Bistami yani diğer ismiyle Ebu Yezid Tayfur bin İsa Hazretleri, Bistam şehrinde hicri takvime göre 161’de dünyaya geldi. Bistami’nin babası dindar, Salih bir insandı… Annesi de; haya sahibi, saliha, iffetli, ahlaklı, ibadet ehli bir kadındı… Annesi sürekli dua eder, kalbi daima Allah korkusuyla çarpardı. Allah’ın takdirini kesinlikle sorgulamazdı. Her daim Allah’ın takdirini kazanmaya çalışırdı.
Bistami anne karnındayken bile farklı, olağanüstü haller gerçekleştiriyordu. Annesi mesela ağzına bir şüpheli lokma alsın, hemen tepinmeye başlıyordu. Annesi lokmayı çıkarıncaya kadar bu hareket devam ediyordu.
Bistami’nin Gençliği
Bistami, henüz çocukken bile, ileri de de çok iyi ve büyük Allah dostu olacağını aslında emarelerinde sergiliyordu. Tüm hareketleri ve halleri çok ölçülüydü… Bistami’nin bakışlarında derinlik, sözlerinde hikmet, yüzünde de nur vardı.
O dönemde ki ünlü mutasavvıf Şakık-ı Belhi, hac görevini yerine getirmek için giderken Bistam şehrine de uğruyor. Caminin yanında da oynayan çocukların içinde Bistami’yi fark ediyor. Camide Şakik vaazını verirken, çocuk olmasına rağmen Bistami yine onu canla başla dinliyor. Şakik’te bu noktaya dikkat çekerek, ileride Bistami’nin çok büyük Allah dostu olacağını vurgulamıştır.
Bistami’nin Sünnete Bağlılığı
Allah’a yakun olmanın yolu ancak; Kur’an-ı Kerim’de ki hükümlerin yapılmasına, Hz. Muhammed(S.A.V)’in sünnetlerine riayet edilmesine bağlıdır. Aynı zamanda Allah dostlarının; örnek teşkil eden ahlakına, hallerine ve davranışlarına da titizlikle tabi olunması gerekiyor. Bütün Allah dostları gibi, Bistami Hazretleri sünnete bağlılık hususunda çok hassasiyet gösteriyordu. Sünnet-i Seniyye için Bistami çok fazla gayret şevk gösterirdi. Kesinlikle Bistami, sünnet konularında taviz vermemiştir.

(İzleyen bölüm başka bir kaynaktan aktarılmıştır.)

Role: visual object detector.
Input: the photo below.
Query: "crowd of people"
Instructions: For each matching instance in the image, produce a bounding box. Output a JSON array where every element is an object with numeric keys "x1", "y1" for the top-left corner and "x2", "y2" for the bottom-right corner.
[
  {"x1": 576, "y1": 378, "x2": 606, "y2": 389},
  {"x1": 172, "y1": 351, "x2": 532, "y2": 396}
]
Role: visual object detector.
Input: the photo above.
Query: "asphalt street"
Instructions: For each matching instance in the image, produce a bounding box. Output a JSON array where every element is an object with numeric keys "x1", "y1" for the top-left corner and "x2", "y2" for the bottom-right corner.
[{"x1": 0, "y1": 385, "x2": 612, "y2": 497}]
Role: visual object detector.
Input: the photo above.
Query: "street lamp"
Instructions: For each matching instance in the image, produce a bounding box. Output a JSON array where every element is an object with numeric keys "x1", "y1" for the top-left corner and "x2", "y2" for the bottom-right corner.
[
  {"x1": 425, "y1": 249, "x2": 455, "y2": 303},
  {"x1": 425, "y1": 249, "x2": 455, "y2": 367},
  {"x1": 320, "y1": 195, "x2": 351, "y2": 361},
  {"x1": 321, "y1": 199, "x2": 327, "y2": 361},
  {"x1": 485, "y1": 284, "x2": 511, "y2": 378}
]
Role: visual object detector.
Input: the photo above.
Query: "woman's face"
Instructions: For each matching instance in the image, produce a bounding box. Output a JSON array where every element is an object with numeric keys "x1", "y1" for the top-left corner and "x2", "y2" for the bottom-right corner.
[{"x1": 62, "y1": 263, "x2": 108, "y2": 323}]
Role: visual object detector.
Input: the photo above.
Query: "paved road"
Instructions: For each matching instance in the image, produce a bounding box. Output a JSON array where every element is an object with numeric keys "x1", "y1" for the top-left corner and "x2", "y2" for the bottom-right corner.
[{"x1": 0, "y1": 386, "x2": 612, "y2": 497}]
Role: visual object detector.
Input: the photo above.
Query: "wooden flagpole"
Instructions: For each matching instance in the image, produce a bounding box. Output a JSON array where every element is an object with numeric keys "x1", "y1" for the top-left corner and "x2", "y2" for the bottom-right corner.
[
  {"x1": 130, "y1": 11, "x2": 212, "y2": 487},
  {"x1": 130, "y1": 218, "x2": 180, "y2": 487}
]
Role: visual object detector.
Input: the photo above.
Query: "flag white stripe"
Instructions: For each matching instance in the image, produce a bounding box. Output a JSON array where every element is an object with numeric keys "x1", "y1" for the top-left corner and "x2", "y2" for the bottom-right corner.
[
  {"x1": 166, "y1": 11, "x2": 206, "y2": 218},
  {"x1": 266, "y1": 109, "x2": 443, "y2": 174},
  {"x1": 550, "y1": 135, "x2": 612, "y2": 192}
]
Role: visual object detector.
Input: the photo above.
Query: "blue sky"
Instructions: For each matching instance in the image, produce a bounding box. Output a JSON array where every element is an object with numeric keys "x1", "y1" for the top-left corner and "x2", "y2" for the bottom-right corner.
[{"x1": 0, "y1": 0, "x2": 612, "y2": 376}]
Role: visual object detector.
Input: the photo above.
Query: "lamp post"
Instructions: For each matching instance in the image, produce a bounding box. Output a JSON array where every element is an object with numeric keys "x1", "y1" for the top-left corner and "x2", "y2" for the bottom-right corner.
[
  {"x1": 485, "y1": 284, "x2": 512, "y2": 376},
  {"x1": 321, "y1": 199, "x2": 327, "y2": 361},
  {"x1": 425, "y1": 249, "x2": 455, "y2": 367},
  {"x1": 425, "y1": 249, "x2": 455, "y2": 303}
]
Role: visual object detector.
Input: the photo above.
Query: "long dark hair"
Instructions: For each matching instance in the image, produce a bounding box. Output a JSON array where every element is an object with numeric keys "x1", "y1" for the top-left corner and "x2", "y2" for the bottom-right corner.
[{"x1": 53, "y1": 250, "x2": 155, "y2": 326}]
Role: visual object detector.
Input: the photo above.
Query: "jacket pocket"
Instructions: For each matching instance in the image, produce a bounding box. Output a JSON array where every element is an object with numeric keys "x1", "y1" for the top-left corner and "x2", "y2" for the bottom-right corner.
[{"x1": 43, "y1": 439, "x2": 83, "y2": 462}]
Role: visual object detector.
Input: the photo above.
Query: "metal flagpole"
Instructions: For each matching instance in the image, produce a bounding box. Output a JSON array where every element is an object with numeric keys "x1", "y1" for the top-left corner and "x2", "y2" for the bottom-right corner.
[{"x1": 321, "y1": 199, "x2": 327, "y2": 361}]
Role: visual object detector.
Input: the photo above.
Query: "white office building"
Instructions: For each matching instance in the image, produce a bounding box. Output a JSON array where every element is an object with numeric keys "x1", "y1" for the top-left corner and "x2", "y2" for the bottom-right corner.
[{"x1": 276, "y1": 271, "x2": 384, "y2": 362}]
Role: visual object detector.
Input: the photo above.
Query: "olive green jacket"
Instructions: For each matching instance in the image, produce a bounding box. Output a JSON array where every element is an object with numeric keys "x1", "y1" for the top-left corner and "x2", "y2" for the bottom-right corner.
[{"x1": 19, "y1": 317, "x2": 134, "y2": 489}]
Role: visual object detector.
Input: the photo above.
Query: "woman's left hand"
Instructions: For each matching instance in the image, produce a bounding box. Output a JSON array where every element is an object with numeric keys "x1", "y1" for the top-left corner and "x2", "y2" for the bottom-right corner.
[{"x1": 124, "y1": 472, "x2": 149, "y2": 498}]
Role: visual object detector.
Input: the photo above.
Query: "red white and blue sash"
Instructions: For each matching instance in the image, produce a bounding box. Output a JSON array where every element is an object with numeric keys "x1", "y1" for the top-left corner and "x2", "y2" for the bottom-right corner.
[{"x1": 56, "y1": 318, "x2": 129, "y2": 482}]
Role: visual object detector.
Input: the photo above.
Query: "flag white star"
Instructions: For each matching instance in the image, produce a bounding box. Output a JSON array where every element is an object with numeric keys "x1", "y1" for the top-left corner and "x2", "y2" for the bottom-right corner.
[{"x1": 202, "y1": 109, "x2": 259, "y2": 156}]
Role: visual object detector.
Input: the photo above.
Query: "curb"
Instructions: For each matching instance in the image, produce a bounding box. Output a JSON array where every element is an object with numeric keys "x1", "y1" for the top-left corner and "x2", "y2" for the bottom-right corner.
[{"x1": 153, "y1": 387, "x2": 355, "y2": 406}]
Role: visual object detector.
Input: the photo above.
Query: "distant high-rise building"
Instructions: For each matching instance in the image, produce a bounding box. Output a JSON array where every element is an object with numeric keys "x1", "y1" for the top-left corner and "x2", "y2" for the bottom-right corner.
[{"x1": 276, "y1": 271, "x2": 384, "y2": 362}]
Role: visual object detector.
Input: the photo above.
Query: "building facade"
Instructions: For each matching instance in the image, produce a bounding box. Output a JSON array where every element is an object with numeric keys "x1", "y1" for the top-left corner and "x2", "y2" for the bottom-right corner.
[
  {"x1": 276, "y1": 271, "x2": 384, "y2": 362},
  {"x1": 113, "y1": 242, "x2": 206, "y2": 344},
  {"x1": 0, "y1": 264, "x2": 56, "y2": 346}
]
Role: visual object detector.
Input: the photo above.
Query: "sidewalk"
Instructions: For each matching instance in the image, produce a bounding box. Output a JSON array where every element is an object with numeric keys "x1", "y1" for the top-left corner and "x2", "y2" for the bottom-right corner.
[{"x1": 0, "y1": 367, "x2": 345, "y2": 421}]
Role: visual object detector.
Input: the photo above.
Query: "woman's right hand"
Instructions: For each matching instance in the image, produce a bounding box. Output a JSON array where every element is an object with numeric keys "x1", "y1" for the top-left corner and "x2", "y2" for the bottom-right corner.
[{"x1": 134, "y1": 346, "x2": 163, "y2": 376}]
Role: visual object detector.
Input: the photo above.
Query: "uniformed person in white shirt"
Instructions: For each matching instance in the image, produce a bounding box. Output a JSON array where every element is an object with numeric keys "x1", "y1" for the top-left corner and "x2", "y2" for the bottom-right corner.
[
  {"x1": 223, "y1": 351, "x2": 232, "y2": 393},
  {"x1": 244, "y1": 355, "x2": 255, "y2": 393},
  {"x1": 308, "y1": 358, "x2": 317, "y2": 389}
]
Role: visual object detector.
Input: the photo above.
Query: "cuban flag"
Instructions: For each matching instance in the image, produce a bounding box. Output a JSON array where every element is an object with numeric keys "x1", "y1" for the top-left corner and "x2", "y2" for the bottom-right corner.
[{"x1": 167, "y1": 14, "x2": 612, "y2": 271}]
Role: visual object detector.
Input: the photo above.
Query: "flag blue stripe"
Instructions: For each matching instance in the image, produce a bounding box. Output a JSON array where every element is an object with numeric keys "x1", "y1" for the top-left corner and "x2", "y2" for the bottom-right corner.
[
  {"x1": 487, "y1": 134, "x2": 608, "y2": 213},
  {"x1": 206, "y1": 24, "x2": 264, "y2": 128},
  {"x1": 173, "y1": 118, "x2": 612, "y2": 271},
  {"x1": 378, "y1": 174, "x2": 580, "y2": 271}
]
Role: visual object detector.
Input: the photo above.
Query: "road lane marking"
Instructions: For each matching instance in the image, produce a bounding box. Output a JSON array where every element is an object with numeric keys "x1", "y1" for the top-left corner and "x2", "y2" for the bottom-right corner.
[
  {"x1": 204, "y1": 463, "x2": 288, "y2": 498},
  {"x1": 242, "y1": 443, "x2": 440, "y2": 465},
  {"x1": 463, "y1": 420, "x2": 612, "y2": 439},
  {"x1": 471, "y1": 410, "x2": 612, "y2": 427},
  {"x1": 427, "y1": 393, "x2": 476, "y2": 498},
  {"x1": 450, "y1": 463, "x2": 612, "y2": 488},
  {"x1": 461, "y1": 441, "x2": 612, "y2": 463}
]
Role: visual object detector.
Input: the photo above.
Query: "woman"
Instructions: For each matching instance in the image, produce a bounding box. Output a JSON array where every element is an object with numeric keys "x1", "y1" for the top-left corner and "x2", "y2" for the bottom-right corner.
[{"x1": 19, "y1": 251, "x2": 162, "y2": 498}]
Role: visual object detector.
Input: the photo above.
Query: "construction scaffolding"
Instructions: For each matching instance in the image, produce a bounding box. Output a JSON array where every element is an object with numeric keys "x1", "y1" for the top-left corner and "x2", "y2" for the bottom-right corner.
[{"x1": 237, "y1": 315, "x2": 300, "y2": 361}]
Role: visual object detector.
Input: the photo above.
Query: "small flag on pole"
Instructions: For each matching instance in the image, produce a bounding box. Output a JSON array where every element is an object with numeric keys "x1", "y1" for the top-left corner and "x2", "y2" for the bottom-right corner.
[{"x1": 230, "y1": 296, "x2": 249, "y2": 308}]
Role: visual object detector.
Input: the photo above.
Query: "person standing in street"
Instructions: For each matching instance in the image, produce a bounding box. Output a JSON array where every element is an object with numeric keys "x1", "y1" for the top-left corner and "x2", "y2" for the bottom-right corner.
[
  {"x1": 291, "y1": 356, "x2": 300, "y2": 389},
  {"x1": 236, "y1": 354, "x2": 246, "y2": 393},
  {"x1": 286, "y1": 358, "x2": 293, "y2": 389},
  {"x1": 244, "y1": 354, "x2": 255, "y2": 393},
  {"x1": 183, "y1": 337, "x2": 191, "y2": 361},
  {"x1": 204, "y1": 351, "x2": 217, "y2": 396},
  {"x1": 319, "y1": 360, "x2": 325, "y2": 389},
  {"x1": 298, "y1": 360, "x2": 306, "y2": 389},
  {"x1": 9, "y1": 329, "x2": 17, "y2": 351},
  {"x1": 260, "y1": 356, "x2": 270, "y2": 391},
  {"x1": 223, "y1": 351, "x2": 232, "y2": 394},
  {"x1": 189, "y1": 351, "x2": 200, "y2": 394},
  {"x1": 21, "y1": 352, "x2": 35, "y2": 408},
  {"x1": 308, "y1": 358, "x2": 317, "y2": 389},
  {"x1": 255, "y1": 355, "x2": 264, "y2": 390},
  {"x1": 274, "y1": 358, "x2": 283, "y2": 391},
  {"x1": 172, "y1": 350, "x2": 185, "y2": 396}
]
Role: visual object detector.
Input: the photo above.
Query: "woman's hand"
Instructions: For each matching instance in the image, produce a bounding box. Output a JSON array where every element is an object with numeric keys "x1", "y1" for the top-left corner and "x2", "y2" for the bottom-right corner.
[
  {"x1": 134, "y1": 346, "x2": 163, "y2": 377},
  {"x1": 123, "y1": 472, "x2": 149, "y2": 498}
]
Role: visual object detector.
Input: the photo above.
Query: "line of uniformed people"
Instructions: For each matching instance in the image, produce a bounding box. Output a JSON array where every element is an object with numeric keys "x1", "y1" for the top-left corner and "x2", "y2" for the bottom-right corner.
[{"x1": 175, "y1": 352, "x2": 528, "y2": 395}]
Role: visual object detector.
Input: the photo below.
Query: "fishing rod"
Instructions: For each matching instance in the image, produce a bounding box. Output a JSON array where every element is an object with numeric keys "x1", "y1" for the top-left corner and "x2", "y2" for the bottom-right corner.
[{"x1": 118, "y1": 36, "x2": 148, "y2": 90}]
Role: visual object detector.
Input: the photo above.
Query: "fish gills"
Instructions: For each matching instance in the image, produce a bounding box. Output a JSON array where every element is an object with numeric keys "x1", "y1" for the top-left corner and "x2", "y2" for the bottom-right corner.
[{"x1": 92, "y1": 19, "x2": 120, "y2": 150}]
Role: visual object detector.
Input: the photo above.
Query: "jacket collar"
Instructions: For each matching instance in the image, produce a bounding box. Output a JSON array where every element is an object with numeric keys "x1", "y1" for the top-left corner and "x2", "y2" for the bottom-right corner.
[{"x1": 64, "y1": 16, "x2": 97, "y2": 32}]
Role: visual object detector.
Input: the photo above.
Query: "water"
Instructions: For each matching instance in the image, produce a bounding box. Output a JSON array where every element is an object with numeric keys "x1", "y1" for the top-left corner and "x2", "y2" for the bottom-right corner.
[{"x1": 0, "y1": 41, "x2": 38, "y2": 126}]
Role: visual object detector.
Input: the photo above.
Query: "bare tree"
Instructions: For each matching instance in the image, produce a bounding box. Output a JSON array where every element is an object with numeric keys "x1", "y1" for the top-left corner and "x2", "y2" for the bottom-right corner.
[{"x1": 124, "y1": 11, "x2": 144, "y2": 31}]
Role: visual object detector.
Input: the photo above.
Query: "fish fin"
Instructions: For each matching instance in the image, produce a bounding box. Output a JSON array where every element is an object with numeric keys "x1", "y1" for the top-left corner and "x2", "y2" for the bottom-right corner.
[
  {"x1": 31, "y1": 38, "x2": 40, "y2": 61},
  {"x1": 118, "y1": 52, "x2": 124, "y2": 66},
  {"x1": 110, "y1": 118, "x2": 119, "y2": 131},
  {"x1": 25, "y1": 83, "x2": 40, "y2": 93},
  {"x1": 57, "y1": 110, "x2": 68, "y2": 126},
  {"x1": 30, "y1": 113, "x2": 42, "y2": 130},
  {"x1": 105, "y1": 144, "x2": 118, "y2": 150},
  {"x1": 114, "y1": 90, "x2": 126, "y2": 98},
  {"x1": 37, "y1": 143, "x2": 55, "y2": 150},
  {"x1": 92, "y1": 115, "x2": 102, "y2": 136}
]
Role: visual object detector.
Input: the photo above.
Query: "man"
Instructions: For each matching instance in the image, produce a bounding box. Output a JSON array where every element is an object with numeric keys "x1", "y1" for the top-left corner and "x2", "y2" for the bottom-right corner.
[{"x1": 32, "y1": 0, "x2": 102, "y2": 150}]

Bistami Hazretlerinin Nefis İle Mücadelesi
Tüm Allah dostları gibi, Bistami hazretleri nefis mücadelesi konusunda çok dikkatli davranıyordu. Bistami, on iki sene nefsinin demircisi olduğunu, onu riyazat körüğüne koyarak ateşle birlikte kızarttığına değinmiştir. Sonra kınama örsüne koyarak da mahviyet ve melamet çekiciyle dövdüğünü belirtti. Beş yıl içerisinde de nefsinin özellikle aynası olduğuna dair bir düşüncesini belirtmiştir. Kısacası Bistami, nefsini murakebeye almıştır. Çeşitli ibadetlerle birlikte taat ile de aynayı cilalamıştır. 1 sene de ibret gözüyle bakarak, ruhunda ki gururun, ibadetlerine güvenmekten, amelini beğenmekten oluştuğunu ve büyük iptalinde mevcut olabileceğini görmüştür. Oluşan bu musibeti de yok edebilmek adına 5 sene daha gayretle çalışıp sonunda imanının kemala erdiğini belirtmiştir. Sonucunda da İslam’ın ruhani tadına tekrar vardığını hissetmiştir.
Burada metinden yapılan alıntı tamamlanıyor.